A przecież jest jeszcze trzecie możliwe wyjście z tej sytuacji. Może pamiętacie niesławny zamek w Stobnicy (pisałem o tym tutaj), który tajemniczy inwestor nielegalnie buduje na sztucznej wyspie usypanej na jeziorze w środku lasu będącego rezerwatem Natura 2000? Od kiedy dwa lata temu sprawa wyszła na jaw, robiono wszystko aby przeciągać ostateczną decyzję (prace tymczasem oczywiście trwały). W końcu już dłużej się nie dało, więc wojewoda zdecydował, że co prawda zamek jest nielegalny, ale budowę można dokończyć. Skaże się najwyżej jakiegoś urzędnika i sprawa załatwiona. Dlaczego nie można tak samo zrobić z aborcją? Uznajmy po prostu, że co prawda jest nielegalna, ale można ją przeprowadzać i problem z głowy. Na jakości polskiego prawa to się cieniem nie położy, bo pod rządami PiS i tak zeszła totalnie na psy.

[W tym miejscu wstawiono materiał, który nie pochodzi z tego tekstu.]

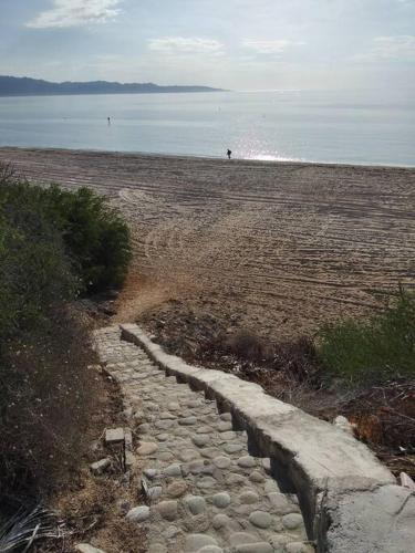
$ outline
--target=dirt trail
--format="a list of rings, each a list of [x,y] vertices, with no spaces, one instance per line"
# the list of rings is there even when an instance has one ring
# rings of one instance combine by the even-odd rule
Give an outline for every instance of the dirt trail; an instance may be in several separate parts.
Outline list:
[[[89,185],[133,228],[123,321],[180,300],[292,336],[415,284],[415,169],[0,149],[28,178]]]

A burdel przy uchwalaniu nowych ustaw też w tym nie pomaga. Okazało się, że kolejna osłona Tarczy Antykryzysowej (pamiętacie, to taki wiecznie nowelizowany gargantuiczny akt prawny dotyczący teoretycznie walki z COVID-19, ale do którego w praktyce wrzuca się wszystko jak leci) ma teraz dwa artykuły o numerze 48a. Prawnicy nie mogą się zdecydować, czy ten nowy – dotyczący pobierania przez ratowników medycznych wymazów do testów – zastępuje ten stary – karzący za nieprzestrzeganie ograniczeń wynikających z pandemii – czy może oba powinny obowiązywać równolegle.

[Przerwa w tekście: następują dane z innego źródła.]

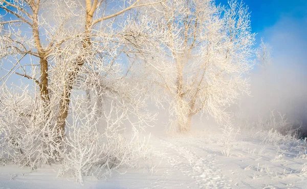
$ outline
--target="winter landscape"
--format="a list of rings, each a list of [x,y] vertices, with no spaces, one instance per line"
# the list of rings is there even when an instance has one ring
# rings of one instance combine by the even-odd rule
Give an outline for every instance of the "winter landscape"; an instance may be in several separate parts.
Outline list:
[[[306,10],[0,0],[0,189],[307,188]]]

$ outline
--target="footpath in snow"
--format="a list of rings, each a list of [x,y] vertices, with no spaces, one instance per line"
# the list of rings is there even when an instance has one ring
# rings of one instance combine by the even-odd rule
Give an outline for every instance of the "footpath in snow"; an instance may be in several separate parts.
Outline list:
[[[7,165],[0,168],[0,189],[307,188],[305,142],[237,138],[228,145],[227,157],[217,134],[153,136],[153,157],[147,163],[118,170],[107,179],[87,177],[83,185],[72,178],[57,178],[55,165],[34,171]]]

A’propos walki z COVID-19: jak wygląda sytuacja? Cóż, tak naprawdę to nie wiadomo. Od kiedy rząd odciął obywateli od dostępu do danych po tym, jak znaleźli nieścisłości w oficjalnie podawanych statystykach (było o tym w poprzednim odcinku), oficjalne liczby wydają się wskazywać na spadek ilości zachorowań, ale tak naprawdę to już rządowi nikt nie wierzy. Tymczasem w dużych miastach na pogrzeb czekać juz trzeba dwa tygodnie, albo i więcej, jak donosi moja mama, której znajomy zmarł 28 listopada a datę pogrzebu wyznaczono na 15 grudnia. I to pomimo tego, że uroczystości w szpitalnej kaplicy skrócono w takim stopniu, że równie dobrze można by w nich zastosować drzwi obrotowe…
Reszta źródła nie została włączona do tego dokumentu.